Functional analysis of the cis-acting elements responsible for the induction of the Cyp6a8 and Cyp6g1 genes of Drosophila melanogaster by DDT, phenobarbital and caffeine.

机构信息

Department of Biology, Emory University, Atlanta, GA, USA.

出版信息

Insect Mol Biol. 2010 Feb;19(1):121-30. doi: 10.1111/j.1365-2583.2009.00954.x. Epub 2009 Dec 1.

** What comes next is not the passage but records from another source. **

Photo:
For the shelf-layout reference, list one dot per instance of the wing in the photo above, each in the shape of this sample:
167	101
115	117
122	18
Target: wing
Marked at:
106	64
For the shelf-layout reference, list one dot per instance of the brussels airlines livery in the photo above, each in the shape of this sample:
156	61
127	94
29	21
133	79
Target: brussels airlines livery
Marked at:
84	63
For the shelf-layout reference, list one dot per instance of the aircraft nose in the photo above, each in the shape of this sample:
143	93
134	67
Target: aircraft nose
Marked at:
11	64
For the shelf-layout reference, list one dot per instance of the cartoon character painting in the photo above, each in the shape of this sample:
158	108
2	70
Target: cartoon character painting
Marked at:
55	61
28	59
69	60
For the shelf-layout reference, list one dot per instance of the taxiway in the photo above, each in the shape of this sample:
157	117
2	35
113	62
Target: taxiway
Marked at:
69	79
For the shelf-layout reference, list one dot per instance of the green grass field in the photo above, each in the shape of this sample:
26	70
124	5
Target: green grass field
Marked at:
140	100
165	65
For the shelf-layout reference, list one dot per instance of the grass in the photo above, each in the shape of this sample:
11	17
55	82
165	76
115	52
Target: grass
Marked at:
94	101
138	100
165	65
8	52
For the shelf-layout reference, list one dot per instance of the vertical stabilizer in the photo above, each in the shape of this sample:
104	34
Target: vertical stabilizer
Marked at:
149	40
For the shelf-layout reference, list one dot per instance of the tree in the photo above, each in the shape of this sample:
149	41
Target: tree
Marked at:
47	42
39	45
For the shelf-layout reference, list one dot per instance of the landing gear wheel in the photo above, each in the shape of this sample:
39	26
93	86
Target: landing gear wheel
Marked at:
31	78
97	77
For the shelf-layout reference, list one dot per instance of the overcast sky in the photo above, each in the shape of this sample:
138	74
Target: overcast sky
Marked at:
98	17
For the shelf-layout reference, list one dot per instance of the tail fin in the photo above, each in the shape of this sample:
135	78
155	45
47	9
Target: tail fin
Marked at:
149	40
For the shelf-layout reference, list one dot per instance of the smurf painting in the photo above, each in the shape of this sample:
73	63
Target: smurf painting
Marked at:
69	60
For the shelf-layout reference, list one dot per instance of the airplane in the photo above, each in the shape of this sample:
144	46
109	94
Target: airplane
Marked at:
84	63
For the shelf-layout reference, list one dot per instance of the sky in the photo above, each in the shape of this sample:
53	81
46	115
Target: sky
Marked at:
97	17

DOI:10.1111/j.1365-2583.2009.00954.x
PMID:20002224
Abstract

Many Drosophila cytochrome P450 or Cyp genes are induced by caffeine and phenobarbital (PB). To understand the induction mechanism, we created Drosophila S2 cell lines stably transformed with different luciferase reporter plasmids carrying upstream DNAs of Cyp6a8 allele of the resistant 91-R strain, and the 1.1-kb upstream DNAs of Cyp6g1 of the 91-R and the susceptible 91-C strains. Following 24 h treatment with dichlorodiphenyltrichloroethane (DDT), caffeine or PB, luciferase activity of all cell lines was determined. Results showed that the 0.1-kb DNA of Cyp6a8 and the upstream DNAs of Cyp6g1 from both strains are not induced by these chemicals in S2 cells. However, the 0.2-, 0.5- and 0.8-kb DNAs of Cyp6a8 showed 13-24-, 4-5- and 2.2-2.7-fold induction with caffeine, PB and DDT, respectively. These DNAs also showed a 2-3-fold synergistic effect of caffeine and PB but not of caffeine and DDT. The results suggest that the cis-regulatory elements for all three chemicals are located within the -11/-199 DNA of Cyp6a8. Furthermore, caffeine and PB inductions appear to be mediated via different cis-elements, whereas caffeine and DDT induction may involve common regulatory elements. These stably transformed cell lines should help understand the mechanism of resistance-associated Cyp gene overexpression in Drosophila.

摘要

许多果蝇细胞色素 P450 或 Cyp 基因受咖啡因和苯巴比妥(PB)诱导。为了了解诱导机制,我们创建了稳定转化的果蝇 S2 细胞系,这些细胞系携带具有抗性 91-R 菌株 Cyp6a8 等位基因的上游 DNA 的不同荧光素酶报告质粒,以及 91-R 和易感 91-C 菌株的 Cyp6g1 的 1.1kb 上游 DNA。用滴滴涕(DDT)、咖啡因或 PB 处理 24 小时后,测定所有细胞系的荧光素酶活性。结果表明,Cyp6a8 的 0.1kb DNA 和来自两种菌株的 Cyp6g1 的上游 DNA 在 S2 细胞中不受这些化学物质的诱导。然而,Cyp6a8 的 0.2、0.5 和 0.8kb DNA 分别被咖啡因、PB 和 DDT 诱导 13-24、4-5 和 2.2-2.7 倍。这些 DNA 还显示出咖啡因和 PB 的 2-3 倍协同作用,但咖啡因和 DDT 没有。结果表明,所有三种化学物质的顺式调节元件都位于 Cyp6a8 的-11/-199 DNA 内。此外,咖啡因和 PB 诱导似乎通过不同的顺式元件介导,而咖啡因和 DDT 诱导可能涉及共同的调节元件。这些稳定转化的细胞系应该有助于理解果蝇中与抗性相关的 Cyp 基因过度表达的机制。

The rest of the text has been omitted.